SIMD / Vectorization Overview
What You'll Learn
- What SIMD (Single Instruction, Multiple Data) is
- Why vectorization matters for performance
- Alignment requirements
- Why compilers sometimes refuse to vectorize
Mental Model
SIMD instructions process multiple data elements in parallel using wide registers. Instead of adding two numbers, you can add eight pairs of numbers simultaneously (on AVX-256). This can provide 4-8x speedups for data-parallel operations.
SIMD Concept
Scalar: Process one element at a time
Vector: Process multiple elements at once (SIMD)
Example: Adding two arrays of 8 floats. Scalar: 8 add instructions. Vector: 1 SIMD add instruction (processes all 8 pairs).
Alignment
SIMD instructions often require data to be aligned to specific boundaries (e.g., 16-byte or 32-byte alignment). Unaligned access can be slower or cause faults.

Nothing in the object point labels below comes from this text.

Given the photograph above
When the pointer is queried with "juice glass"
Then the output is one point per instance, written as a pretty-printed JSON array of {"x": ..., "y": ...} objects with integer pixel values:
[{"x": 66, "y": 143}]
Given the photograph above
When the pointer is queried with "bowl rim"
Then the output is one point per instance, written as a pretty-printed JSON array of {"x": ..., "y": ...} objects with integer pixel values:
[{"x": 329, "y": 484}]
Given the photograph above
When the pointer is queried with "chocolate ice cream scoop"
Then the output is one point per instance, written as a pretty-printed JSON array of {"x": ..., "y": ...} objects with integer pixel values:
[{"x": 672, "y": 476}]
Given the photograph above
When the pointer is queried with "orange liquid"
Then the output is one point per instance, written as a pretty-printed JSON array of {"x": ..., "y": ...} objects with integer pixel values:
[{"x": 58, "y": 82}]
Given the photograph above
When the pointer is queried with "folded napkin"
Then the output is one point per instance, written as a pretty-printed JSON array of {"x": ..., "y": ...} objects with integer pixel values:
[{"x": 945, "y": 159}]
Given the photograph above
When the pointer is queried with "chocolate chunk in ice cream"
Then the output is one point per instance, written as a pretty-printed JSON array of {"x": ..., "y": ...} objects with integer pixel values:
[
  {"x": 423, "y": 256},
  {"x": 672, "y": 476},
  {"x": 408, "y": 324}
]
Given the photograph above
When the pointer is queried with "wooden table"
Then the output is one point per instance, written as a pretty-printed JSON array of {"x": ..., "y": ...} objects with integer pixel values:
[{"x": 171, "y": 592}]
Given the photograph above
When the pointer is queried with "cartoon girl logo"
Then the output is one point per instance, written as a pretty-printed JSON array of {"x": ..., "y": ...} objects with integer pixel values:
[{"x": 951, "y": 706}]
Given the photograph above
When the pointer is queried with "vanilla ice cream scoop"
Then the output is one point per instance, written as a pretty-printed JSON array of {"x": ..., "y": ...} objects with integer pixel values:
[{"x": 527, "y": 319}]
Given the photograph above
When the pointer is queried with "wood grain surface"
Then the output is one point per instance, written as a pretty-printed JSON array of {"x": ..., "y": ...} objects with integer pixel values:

Why Compilers Refuse to Vectorize
- Dependencies: Loop-carried dependencies prevent parallelization
- Alignment: Data not aligned to SIMD boundaries
- Unknown trip count: Compiler can't prove vectorization is safe
- Complex control flow: Branches in loops complicate vectorization
- Function calls: Unknown side effects prevent vectorization
Checklist
- ✓ Understand SIMD concept
- ✓ Know why vectorization matters
- ✓ Understand alignment requirements
- ✓ Know why compilers sometimes can't vectorize